You don’t connect directly to daphne. This means that you shouldn’t specify the port with your connection. You’re still wanting to send your request to nginx. (Doing it this way for testing is fine, but make sure your JavaScript is connecting to the proper port.)

Also, what is your ALLOWED_HOSTS setting in your settings file?

1 Like

Yes, I added the port during testing with postman.

ALLOWED_HOSTS = [“mydomainIP”, “mydomain”]

Then I think you’ll need to check the postman docs to see if there’s a way to have it properly set the Host header. I don’t see that header in the snippet you posted above.

1 Like

Here’s the header:

Ok, but are you seeing it being sent in the request?

If so, what is the value you’re seeing?

1 Like

You mean server log or postman response?

From whatever you can use to see the actual request being sent.

If you’re logging them on the server side, fine. If postman will show it to you, great. If you need to use wireshark or tcpdump, that’s ok too.

Your server is verifying the Host header (or X-Forwarded-Host if you’ve got USE_X_FORWARDED_HOST set.), so you need to see what you’re sending in the request.

1 Like

From postman, I can’t find “X-Forwarded-Host” in the resquest sent.

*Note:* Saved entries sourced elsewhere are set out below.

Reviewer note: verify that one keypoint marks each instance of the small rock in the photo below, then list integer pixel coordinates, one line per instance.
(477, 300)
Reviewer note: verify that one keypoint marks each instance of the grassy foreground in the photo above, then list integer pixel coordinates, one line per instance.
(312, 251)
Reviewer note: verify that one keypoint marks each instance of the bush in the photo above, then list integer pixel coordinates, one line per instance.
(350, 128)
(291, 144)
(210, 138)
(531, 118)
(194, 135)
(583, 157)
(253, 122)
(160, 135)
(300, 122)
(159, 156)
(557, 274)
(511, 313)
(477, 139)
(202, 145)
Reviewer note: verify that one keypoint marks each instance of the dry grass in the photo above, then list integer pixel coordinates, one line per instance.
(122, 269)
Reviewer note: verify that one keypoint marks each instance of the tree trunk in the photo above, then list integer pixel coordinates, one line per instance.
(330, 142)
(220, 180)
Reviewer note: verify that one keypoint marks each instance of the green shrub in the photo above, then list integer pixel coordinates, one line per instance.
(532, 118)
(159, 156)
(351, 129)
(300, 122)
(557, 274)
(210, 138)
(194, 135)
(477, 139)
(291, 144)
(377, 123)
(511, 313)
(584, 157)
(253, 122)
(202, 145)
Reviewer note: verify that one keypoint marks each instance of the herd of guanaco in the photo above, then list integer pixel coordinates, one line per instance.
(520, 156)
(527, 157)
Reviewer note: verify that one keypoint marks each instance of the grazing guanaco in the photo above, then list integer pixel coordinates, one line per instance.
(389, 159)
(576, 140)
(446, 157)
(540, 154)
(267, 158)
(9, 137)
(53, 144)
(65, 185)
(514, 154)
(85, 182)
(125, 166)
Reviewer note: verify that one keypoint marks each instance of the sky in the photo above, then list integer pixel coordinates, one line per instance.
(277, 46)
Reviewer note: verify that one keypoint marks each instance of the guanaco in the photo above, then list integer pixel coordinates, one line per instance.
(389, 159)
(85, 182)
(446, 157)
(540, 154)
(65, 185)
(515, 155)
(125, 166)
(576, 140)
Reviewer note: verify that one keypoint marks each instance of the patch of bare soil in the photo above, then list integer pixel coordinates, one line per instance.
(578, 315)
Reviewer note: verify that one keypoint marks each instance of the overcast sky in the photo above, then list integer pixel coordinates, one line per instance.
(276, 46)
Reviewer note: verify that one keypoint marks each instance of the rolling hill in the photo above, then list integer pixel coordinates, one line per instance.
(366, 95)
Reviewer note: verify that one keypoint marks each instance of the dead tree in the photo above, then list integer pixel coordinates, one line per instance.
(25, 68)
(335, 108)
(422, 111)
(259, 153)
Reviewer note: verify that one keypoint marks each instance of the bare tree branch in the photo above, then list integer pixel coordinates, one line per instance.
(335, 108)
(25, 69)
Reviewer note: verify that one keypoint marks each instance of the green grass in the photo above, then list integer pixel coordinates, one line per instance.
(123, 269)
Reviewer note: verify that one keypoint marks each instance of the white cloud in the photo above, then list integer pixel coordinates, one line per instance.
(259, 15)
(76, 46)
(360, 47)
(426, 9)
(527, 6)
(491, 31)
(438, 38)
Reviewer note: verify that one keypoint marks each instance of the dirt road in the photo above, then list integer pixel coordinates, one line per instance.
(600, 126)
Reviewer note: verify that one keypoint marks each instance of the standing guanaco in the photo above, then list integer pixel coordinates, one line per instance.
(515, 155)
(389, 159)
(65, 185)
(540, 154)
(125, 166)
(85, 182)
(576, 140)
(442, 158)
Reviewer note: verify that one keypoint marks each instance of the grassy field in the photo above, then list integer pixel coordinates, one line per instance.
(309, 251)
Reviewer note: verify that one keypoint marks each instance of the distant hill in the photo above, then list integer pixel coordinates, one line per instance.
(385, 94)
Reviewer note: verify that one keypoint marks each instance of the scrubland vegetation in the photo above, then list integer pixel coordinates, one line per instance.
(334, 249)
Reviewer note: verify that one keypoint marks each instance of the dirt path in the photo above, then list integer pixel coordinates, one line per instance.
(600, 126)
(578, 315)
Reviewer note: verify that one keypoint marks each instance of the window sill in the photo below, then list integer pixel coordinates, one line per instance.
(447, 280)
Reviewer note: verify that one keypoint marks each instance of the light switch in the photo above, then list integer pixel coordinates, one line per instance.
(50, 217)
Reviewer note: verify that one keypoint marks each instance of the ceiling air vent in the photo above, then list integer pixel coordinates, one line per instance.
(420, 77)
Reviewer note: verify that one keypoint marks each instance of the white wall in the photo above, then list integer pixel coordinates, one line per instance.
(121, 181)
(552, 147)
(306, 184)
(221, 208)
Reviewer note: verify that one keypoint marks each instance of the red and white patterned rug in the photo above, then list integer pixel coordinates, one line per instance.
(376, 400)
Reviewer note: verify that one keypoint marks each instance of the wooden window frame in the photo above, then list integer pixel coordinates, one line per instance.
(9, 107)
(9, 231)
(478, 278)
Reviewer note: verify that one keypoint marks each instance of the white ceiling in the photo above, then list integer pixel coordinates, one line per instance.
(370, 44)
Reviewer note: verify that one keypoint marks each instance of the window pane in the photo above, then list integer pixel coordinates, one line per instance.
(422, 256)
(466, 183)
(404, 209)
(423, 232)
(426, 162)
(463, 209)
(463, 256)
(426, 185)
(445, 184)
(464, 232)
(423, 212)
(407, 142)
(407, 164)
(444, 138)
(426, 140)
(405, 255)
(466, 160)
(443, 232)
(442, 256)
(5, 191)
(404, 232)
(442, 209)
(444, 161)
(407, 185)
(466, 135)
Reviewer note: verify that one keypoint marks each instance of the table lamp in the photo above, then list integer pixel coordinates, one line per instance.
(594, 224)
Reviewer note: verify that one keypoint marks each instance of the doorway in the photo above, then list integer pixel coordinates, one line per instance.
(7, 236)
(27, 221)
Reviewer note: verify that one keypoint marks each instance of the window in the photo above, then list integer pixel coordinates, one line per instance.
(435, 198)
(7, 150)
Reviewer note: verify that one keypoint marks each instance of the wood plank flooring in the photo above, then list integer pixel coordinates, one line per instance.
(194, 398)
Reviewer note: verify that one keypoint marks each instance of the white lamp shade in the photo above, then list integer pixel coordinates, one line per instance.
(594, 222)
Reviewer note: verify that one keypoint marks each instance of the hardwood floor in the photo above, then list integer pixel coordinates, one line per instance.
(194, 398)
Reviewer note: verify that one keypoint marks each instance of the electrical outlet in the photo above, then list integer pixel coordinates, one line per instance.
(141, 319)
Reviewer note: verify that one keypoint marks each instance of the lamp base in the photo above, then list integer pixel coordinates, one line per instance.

Are you saying then that you have the USE_X_FORWARDED_HOST setting in your settings.py file?

1 Like

I don’t have it in settings.py

Then it’s not going to look for X-Forwarded-Host.

1 Like

Should I then remove it from nginx conf?

Two separate thoughts here:

  • Remove what from nginx.conf?

  • When you’re connecting directly to Daphne as you’re doing here, then whatever you have in nginx is irrelevent for the purposes of this test.

1 Like

Okay, I thought X-Forwarded-Host was in nginx conf but it’s not.

Since it’s irrelevant on the nginx conf, shouldn’t the connection succeed without removing ‘AllowedHostsOriginValidator’?

Your request needs to include the appropriate Host header - that’s what Daphne is going to check.

So you need to show what the Host header is that is being sent, along with the actual content of your ALLOWED_HOSTS setting from your settings.py.

Nginx plays no part in this test.

1 Like

Okay.
From postman :
Host: “domain:8001”

From settings file
ALLOWED_HOST = [“domainIP”, “domain”]

If I understand, this should resolve it?